SYNOPSIS: The evidence of a recovery is at best incredibly thin, and the recent surge of stocks is likely a symptom of bubble mania
The big rise in the stock market is definitely telling us something. Bulls think it says the economy is about to take off. But I think it's a sign that America is still blowing bubbles — that a three-year bear market and the biggest corporate scandals in history haven't cured investors of irrational exuberance yet.
Or, to put it another way: it's hard to find any real news to justify the market's leap. Instead, investors seem to be buying stocks because they are rising — which is pretty much the definition of a bubble.
Before the Iraq war, optimists attributed the economy's weakness to prewar jitters. They predicted a great postwar economic surge: oil prices would plunge, reassured consumers would open their wallets and businesses would start investing again.
We're still waiting. Oil prices are off their prewar highs, but they're still higher than they were last fall. Consumers seem to be spending a bit more, but we're talking about fractions of a percent. And businesses are still more interested in cutting costs and laying off workers than buying new capital goods.
There have been some pieces of good news — a not-too-bad manufacturing survey here, a pretty good housing-starts number there. But there has also been bad news, especially regarding employment. Payrolls are still contracting; since the U.S. economy has to create 80,000 jobs a month just to keep up with a growing working-age population, the already miserable job market continues to get worse.
Don't tax cuts and low interest rates create the conditions for an economic rebound? Well, interest rates have been low for a while. And everything that has happened since 2001 suggests that Bush-style tax cuts — which, because they are targeted on the very affluent, basically give people with plenty of cash to spare even more cash to spare — provide very little employment bang per deficit buck. Meanwhile, desperate state and local governments are continuing to slash services and, in a growing number of cases, raising taxes, undoing much or all of the stimulus from the federal government.
Does the collective wisdom of the investor class perceive an imminent, vigorous recovery that is invisible in the data?
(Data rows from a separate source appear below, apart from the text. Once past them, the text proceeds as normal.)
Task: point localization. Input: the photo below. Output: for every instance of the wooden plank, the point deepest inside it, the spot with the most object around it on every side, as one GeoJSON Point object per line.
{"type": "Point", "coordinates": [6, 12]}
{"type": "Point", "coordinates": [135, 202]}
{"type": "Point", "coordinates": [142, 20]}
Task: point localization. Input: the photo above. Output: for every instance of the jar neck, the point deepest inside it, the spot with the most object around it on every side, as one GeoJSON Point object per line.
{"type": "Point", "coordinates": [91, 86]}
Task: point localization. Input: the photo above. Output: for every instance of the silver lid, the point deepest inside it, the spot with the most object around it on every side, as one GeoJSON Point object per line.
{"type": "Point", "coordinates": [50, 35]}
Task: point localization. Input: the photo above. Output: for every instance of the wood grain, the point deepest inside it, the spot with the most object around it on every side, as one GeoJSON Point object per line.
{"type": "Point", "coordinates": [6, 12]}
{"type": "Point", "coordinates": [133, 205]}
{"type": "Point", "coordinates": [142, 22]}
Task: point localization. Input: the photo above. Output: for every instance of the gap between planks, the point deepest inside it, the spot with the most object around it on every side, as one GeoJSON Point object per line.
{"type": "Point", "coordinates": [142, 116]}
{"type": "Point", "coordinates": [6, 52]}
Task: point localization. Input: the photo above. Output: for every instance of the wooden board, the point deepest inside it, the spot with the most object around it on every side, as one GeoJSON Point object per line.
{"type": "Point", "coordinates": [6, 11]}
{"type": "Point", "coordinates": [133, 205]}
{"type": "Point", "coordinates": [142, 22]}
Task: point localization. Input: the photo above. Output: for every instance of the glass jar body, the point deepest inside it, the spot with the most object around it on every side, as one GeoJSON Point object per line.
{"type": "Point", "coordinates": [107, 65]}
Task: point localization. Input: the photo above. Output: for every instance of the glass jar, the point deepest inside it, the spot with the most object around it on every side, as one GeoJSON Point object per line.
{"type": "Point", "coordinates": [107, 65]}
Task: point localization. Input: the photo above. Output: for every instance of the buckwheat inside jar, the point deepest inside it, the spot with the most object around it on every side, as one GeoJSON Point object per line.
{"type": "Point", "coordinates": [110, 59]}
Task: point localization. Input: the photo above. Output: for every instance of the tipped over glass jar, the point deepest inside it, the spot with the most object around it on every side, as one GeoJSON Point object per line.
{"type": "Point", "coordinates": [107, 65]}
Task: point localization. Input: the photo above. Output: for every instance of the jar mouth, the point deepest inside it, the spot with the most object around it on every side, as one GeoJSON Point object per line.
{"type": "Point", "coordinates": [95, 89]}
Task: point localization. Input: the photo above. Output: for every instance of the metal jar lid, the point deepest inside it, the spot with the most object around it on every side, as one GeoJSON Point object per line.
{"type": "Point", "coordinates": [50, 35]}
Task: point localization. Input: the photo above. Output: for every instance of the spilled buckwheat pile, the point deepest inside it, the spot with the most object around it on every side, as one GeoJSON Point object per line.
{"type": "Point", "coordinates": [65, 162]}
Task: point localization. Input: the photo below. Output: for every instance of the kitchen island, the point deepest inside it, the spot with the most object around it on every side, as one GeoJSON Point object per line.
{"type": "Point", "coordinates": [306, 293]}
The market isn't always right. It wasn't right when it sent the Nasdaq to 5000; it wasn't right in the fall of 2001, the summer of 2002 or the late fall of 2002 — three would-be bull markets that fizzled. And selling by corporate insiders hit a two-year high in May.
Meanwhile, the average stock is selling at 31 times earnings, twice the historical norm. And if you take into account pension liabilities and the cost of stock options, that number goes above 40.
A few months ago, some analysts began to argue that because interest rates were so low, even today's very expensive stocks were a good buy. I don't agree, but that's a long discussion. What's clear, however, is that investors' big move back into the market has been driven not by careful comparison of returns, but by the fact that stocks are rising — and the fear that if you don't buy stocks, you'll miss out on a good thing. The new bull market isn't forecasting anything; it's just feeding on itself.
Could the story I'm telling be wrong? Of course. Maybe a vigorous, though still invisible, economic recovery will deliver the sustained, double-digit earnings growth that analysts — apparently not chastened at all by recent history — are once again predicting.
But even if that happy scenario comes to pass, it's hard to justify current stock prices — because if the economy booms, the low interest rates that might conceivably make stocks worth buying at 30 times earnings will soon go away. If and when businesses start borrowing again, they'll have to compete for funds with the federal government, which will be running $400-billion-plus deficits as far as the eye can see. Meanwhile, foreigners won't keep lending us $500 billion each year; in fact, private investment inflows into the United States have already dried up.
Oh, and the banana-republic policies now being followed in Washington won't just drive up interest rates; they'll probably generate a full-blown fiscal crisis one of these years. That can't be good for equity prices.
In short, the current surge in stocks looks like another bubble, one that will eventually burst.